Gorev (Vysokogorets), Vladimir Efimovich (1900-1938)

Vladimir Gorev

Vladimir Gorev

A Soviet Red Army cadre officer and a prominent member of Soviet military intelligence who served as the GRU’s “illegalresident in the United States from January 1930 until May 1933 – and was the first Soviet handler of Whittaker Chambers, a self-admitted Soviet espionage agent.

Gorev was born in 1900 into a Byelorussian peasant family. He fought in the Red Army during the Russian Civil War of 1918-1921 and was sent to Germany as a “military organizer” in 1924. In the same year, he graduated from the Oriental department of the Military Academy of RKKA. From 1925 to 1927, he was a Soviet military advisor in China (using the pseudonyms of “Nikitin” and “Gordon”) and took part in the Northern Expedition (a military campaign led by the Guomingdan from July 1926 to 1928 with the objective of speeding up the Chinese revolution against feudalism and imperialism). From 1928 to 1929, Gorev served as a Red Army officer.

From January 1930 to May 1933, Gorev was posted as an “illegal” resident of Red Army military intelligence in the United States, where his base of operations was New York City. I have firmly identified Gorev as the Russian operative “Herbert,” whom Whittaker Chambers, the self-admitted Soviet espionage agent, described in his 1952 autobiography Witness as his first Soviet handler:

“…we got off at 110th Street, sauntered up Broadway and wove our way over to Riverside Drive near Grant’s Tomb. On the downtown side of the Drive, a big black car was parked. A big man – a Russian, I would soon learn – sat at the wheel…. We drove down Riverside Drive.

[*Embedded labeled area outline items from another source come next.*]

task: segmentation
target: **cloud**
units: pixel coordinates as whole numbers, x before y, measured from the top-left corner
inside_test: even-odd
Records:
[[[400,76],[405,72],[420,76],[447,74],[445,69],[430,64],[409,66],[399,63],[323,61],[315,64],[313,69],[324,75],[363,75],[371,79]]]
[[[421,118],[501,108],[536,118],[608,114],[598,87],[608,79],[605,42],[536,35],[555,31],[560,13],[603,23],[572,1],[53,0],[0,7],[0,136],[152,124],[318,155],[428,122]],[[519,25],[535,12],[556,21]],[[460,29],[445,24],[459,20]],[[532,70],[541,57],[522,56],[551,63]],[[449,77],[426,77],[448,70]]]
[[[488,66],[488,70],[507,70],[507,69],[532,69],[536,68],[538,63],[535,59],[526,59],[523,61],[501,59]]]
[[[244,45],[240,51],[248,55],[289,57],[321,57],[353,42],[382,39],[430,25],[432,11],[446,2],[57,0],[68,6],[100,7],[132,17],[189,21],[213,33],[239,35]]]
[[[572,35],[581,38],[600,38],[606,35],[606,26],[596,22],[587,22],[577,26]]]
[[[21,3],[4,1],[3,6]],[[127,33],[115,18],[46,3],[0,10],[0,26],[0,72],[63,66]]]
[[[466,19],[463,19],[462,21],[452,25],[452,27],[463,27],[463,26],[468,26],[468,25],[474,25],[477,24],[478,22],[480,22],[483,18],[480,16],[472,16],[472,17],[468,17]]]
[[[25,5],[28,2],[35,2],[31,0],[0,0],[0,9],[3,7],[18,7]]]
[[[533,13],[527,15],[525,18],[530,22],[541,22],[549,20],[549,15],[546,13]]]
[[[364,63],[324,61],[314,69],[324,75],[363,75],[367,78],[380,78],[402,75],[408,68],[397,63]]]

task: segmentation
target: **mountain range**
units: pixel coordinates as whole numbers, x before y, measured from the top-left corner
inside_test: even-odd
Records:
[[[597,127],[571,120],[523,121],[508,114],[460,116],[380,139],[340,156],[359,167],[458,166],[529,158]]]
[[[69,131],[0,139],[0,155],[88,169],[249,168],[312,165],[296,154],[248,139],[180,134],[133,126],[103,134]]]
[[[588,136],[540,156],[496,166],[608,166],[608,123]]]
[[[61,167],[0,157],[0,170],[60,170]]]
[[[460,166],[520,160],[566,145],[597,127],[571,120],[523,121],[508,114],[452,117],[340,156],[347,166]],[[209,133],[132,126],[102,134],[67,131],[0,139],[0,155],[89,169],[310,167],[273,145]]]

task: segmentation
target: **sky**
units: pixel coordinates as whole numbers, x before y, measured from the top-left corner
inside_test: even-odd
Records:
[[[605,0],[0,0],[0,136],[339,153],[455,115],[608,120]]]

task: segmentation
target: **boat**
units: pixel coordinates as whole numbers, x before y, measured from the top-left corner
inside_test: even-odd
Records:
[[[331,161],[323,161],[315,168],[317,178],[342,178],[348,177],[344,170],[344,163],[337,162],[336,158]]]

… the Russian … was young, perhaps in his thirties, with a round, firm, commanding face … very well dressed and wore a fedora hat.

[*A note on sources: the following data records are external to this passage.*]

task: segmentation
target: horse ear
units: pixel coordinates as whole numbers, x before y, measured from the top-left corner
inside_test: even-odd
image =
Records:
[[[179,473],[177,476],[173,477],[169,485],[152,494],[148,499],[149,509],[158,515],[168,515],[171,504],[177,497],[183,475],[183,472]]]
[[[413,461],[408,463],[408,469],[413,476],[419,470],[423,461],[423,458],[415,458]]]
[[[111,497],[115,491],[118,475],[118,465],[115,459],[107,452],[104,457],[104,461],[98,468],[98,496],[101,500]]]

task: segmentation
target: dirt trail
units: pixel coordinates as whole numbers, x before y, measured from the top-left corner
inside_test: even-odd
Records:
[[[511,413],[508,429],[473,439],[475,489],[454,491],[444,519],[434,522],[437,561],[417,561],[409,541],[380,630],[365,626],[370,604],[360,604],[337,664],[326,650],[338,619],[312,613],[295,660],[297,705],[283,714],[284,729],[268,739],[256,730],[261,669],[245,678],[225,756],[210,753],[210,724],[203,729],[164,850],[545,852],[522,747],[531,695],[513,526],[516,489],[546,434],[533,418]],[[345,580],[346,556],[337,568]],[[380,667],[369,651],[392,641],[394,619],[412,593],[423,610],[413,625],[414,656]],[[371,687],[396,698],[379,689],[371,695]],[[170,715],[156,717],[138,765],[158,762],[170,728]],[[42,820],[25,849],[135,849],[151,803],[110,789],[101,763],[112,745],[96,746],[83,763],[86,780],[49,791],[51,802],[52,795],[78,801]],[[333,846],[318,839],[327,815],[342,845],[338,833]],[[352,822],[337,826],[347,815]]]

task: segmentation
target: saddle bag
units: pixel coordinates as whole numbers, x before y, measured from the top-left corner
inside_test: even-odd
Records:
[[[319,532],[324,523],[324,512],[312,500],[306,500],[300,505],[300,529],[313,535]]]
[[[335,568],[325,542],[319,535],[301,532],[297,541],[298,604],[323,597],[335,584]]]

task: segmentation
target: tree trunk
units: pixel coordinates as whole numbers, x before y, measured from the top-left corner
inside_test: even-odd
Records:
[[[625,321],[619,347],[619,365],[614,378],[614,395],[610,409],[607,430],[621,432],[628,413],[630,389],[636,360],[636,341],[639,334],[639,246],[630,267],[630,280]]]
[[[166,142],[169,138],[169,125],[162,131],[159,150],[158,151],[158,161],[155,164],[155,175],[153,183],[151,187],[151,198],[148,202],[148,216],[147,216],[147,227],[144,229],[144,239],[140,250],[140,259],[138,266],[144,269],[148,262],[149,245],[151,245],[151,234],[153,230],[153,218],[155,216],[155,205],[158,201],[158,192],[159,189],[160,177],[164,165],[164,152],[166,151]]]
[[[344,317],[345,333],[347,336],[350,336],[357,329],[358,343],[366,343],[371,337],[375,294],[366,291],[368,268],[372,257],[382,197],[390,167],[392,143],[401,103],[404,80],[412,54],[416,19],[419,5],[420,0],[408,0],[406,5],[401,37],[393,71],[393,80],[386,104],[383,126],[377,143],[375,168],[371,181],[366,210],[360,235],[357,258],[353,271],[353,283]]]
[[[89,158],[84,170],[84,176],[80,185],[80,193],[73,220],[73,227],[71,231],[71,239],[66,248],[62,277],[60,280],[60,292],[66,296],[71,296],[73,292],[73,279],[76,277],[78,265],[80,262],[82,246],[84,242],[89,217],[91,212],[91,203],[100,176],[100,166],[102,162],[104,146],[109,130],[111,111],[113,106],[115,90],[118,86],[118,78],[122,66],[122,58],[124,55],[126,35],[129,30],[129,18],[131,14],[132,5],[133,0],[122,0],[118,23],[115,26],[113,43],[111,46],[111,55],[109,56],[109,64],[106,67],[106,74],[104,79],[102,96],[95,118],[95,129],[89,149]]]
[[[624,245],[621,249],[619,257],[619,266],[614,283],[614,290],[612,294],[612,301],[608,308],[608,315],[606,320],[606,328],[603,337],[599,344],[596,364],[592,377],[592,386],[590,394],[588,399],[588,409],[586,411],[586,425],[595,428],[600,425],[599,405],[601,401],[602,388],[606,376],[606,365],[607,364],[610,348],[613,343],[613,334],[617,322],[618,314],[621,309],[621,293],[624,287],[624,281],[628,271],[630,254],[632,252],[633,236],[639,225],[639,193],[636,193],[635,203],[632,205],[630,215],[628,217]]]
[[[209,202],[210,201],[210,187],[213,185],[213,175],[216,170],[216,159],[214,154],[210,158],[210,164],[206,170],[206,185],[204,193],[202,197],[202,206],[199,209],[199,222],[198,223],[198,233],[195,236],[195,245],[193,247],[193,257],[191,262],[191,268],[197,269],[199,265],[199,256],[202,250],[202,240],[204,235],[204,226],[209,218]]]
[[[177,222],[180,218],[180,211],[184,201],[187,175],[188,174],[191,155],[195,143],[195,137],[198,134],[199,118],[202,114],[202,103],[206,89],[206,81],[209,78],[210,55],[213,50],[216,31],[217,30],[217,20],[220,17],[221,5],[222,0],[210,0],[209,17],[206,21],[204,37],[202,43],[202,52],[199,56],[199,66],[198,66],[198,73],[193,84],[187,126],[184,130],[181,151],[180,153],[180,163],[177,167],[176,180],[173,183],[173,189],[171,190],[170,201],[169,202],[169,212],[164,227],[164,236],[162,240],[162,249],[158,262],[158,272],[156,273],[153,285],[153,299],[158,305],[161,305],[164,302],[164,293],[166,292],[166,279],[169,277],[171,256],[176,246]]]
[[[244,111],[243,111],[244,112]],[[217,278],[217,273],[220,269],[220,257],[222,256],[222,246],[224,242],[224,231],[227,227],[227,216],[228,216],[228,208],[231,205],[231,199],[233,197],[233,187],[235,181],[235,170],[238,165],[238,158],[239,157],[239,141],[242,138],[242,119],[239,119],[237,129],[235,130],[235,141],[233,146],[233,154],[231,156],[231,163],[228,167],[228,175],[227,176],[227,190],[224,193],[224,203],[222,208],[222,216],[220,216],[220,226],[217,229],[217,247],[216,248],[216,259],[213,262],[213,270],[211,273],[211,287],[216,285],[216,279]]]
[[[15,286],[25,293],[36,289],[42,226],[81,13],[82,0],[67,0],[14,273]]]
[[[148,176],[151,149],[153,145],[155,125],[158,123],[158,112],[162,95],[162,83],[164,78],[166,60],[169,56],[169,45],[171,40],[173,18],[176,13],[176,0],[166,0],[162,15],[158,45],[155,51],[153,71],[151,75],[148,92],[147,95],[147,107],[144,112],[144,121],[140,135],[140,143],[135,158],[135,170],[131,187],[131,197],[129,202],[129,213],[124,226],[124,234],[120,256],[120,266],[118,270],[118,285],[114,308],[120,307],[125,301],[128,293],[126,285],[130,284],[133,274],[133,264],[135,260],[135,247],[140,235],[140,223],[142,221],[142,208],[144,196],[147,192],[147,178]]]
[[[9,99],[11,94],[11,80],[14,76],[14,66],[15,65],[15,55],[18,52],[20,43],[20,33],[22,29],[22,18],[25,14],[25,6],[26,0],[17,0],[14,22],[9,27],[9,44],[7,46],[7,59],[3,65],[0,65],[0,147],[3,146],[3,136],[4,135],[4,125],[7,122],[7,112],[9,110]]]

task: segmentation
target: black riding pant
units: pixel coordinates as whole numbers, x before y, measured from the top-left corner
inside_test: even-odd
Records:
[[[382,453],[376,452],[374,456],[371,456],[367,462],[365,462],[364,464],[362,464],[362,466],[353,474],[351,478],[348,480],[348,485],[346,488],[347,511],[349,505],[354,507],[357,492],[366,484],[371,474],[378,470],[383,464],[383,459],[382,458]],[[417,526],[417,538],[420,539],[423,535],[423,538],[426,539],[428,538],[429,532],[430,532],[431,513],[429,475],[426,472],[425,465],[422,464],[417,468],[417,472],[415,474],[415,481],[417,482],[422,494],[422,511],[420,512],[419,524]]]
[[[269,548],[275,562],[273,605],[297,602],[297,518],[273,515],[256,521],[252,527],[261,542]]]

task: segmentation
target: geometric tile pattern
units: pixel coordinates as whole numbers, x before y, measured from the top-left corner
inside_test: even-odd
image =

… I was later to know of him … as Herbert. …

… Herbert was … a tank officer in the Leningrad military district of the Red Army. …

… I never asked what had become of him. But I know that eventually he returned to Russia. …” 1

Gorev was indeed tall, with a firm face, and was very attractive to women, as he could dress, look and talk like an aristocrat. As I was able to ascertain in March 2009, he was the operative who recruited Chambers as a Soviet intelligence agent with the cover name of “Sotyi” (“100th”). 2

As Chambers told the FBI, his first Soviet contact also used the alias “Carl,” or “Karl,” as well as a second alias, “Otto.” This man was independently described to the FBI by another member of Gorev’s group, named Robert Gordon Switz. A man with the same physical features was described under the alias “Otto or Karl Schmidt.” 3

Upon his return to Moscow, Gorev served from May 1933 to February 1936 as an assistant head of the Motor Armored Office; from February 1935 to September 1936, as the commander and military commissar of the motor brigade of the Leningrad Military District; and from September 1936 to October 1937, as the Soviet military attaché in Spain. In 1937, he was promoted to the rank of division commander (Comdiv) and was awarded the Order of Lenin and the Red Banner Order. Gorev was arrested in January 1938, at the height of the Red Army purges, and was sentenced to death. He was rehabilitated in October 1956. 4

  1. Whittaker Chambers, Witness, Henry Regnery Company (Chicago), 1952, pp. 281, 291.
  2. “Nash chelovek v Vashingtone” – Mikhail Boltunov, Razvedchiki, izmenivshie mir, Moskva: Algoritm, 2009, s. 109. (“Our Man in Washington,” in The Intelligence Officers Who Changed the World, by Mikhail Boltunov, Moscow: Algorythm, 2009, p. 109.
  3. “Alexander Petrovich Ulanovski was,” a memorandum dated July 27, 1949; J.A. Cimperman to J.M. Marriott, March 9, 1950, No. 2939. – Ulanovsky Historical file, KV2-1417, pp. 246-248 and 233-234, National Archives, U.K.
  4. V. M. Lurie, V.Ya. Kochik, GRU: Dela i ljudi, Moskva: Olma-press, 2003, ss. 231-232. (GRU: Deeds and People, by V.M. Lurie and V.Ya. Kochik, Moscow: Olma-Press, 2003, pp. 231-232.)